Un viaggio scientifico, filosofico e personale nella tecnologia digitale 

Partendo da esperienze del suo quotidiano e intensi ricordi della sua infanzia, Chiara Valerio ci guida in un viaggio scientifico, filosofico e personale insieme nella tecnologia digitale del nostro tempo. Ci suggerisce che “la frammentazione del tempo nella quale viviamo e alla quale contribuiamo attenua l’angoscia del trascorrere dei giorni o degli anni ma impedisce la prospettiva” per cui “l’unica eternità che sopportiamo è la ripetizione.” Ci avverte che gli esseri umani sono abituati ad inventare meccanismi che li sottraggano alla responsabilità della scelta e che “algoritmo è l’ultimo nome che abbiamo attribuito alla grazia divina e l’ultima forma di deresponsabilizzazione”. Ci indica che i social ci presentificano e ci musealizzano. Ci fa presente che “le cuffiette wireless da poco ma decisamente diffuse, ci rendono iconograficamente simili a pazzi o santi” nel senso che parliamo da soli, sentiamo le voci divenendo “i nuovi santi e i nuovi pazzi di un medioevo wireless.”. Ci ricorda che la tecnologia assomiglia alla religione anche perché “forma congregazioni – wireless, walles -nelle quali si ritira o chiude chi sente di non stare bene nel mondo”. Sono le bolle in cui tutti leggiamo le stesse cose, guardiamo gli stessi video, e pensiamo ed agiamo allo stesso modo.

(Inconscio digitale)

Anche il nostro inconscio, aggiungerei io, è diventato digitale o meglio il digitale presenta le caratteristiche che Freud attribuiva all’inconscio.
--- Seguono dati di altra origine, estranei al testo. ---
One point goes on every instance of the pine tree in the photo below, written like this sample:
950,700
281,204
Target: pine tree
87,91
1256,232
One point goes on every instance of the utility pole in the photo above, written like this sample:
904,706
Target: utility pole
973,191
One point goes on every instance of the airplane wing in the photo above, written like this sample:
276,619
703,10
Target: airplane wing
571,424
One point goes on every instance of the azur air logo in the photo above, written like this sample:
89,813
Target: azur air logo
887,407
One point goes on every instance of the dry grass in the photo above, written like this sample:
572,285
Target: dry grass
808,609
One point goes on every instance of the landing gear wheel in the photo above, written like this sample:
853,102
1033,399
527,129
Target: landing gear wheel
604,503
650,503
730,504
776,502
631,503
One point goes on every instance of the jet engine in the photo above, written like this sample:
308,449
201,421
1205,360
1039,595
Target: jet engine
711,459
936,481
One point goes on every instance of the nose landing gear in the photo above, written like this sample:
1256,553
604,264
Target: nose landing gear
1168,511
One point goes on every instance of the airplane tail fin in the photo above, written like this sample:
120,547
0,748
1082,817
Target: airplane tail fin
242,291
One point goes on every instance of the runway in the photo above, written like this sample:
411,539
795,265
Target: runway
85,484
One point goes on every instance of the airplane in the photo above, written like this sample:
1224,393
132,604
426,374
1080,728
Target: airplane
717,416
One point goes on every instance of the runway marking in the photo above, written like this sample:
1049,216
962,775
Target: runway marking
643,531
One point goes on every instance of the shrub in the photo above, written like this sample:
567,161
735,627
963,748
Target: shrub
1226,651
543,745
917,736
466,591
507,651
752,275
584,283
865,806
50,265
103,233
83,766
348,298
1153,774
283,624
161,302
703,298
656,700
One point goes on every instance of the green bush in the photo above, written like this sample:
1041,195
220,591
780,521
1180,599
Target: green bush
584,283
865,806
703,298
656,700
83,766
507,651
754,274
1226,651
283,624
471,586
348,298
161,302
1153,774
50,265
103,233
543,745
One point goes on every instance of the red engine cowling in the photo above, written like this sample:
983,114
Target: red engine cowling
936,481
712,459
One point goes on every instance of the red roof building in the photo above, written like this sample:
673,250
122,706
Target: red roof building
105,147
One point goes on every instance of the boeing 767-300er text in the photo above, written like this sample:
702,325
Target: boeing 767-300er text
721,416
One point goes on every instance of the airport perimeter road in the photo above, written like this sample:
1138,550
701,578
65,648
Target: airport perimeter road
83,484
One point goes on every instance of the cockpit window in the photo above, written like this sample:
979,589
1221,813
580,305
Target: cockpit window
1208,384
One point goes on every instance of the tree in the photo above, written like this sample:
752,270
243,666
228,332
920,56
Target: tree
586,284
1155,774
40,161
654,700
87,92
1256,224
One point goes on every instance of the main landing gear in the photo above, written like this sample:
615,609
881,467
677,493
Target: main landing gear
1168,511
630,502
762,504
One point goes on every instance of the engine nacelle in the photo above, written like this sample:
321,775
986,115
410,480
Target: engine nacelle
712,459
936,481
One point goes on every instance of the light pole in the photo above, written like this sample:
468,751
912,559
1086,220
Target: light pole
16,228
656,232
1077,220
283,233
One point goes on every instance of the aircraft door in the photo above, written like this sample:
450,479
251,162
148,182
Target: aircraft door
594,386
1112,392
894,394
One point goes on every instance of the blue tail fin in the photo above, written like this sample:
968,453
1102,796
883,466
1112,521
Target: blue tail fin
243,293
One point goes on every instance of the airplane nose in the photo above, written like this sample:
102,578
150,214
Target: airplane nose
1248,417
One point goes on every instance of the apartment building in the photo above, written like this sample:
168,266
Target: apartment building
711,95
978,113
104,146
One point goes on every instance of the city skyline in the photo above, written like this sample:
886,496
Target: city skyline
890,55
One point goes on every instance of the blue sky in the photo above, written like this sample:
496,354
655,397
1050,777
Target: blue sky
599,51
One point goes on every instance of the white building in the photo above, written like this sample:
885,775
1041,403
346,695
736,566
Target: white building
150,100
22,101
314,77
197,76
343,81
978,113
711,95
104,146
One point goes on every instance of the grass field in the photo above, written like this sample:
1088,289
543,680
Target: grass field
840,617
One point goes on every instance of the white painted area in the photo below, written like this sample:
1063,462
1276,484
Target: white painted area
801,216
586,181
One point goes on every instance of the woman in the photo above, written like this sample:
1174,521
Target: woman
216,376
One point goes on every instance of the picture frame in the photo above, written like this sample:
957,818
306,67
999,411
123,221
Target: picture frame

Innanzitutto la sostituzione della realtà esterna con un’altra realtà, che però nel caso del digitale non possiamo chiamare tout court psichica, anche se nella dichiarazione di indipendenza del cyberspace essa è stata espressamente indicata come “la nuova casa della Mente”. In secondo luogo l’atemporalità. I contenuti del digitale, pur essendo ordinati o almeno ordinabili temporalmente, “non sono alterati dal trascorrere del tempo” proprio come i processi inconsci, tendendo ad una durata teoricamente illimitata con la quale solo da poco abbiamo cominciato a confrontarci. Altrettanto evidente è infine l’analogia tra l’estrema mobilità degli investimenti dell’inconscio e della realtà digitale, nella quale i contenuti vengono investiti e disinvestiti di interesse emotivo ed affettivo in modo subitaneo, basti pensare al fenomeno della viralità. Quello che Freud scrive a proposito dell’inconscio si attaglia anche al digitale: “in questo sistema non esistono la negazione, né il dubbio né diversi livelli di certezza” È anche ciò che al digitale viene spesso rimproverato, l’assenza di ogni ordine e valore in base ai quali orientarsi. Ma è anche la base di quella salutare libertà di Internet rivendicata dalla già citata dichiarazione di Indipendenza del Cyberspace:” Governi del mondo industrializzato, voi decadenti giganti di cemento e di acciaio. Noi proveniamo dal cyberspace, la nuova casa della Mente. … il cyberspace è un luogo fatto di transazioni, relazioni e di puro pensiero che si staglia come un’enorme onda nel mare della comunicazione. La nostra è una realtà che va oltre il mondo dei nostri corpi, un mondo, appunto, che si trova ovunque e allo stesso tempo da nessuna parte.”
Credo che il concetto di inconscio digitale, in senso psicoanalitico, ci aiuti a capire che proiezioni inconsce, distorsioni cognitive ed emotive avvengono, così come nell’offline, anche e ancora più intensamente nel digitale e che esse sono riconducibili a processi inconsci che operano in noi così come nei nostri interlocutori.

Studiare 

Studiare conclude Chiara Valerio “aiuta a non confondere l’intervento divino o magico con l’avanzamento tecnologico. Studiare scienze, più specificamente, consente di non percepire la tecnologia come fenomeno magico o religioso, ma come risultato di un avanzamento di umane umanissime conoscenze affette da errore e passibili di evoluzione miglioramento.” L’autrice si augura che “i testi scolastici ricuciano lo strappo tra tecnologia e scienza (e) riportino l’informatica nell’albero delle matematiche”. Accanto allo studio delle scienze matematiche, io mi permetterei di aggiungere anche quello delle neuroscienze e di una psicoanalisi ormai scientificamente fondata.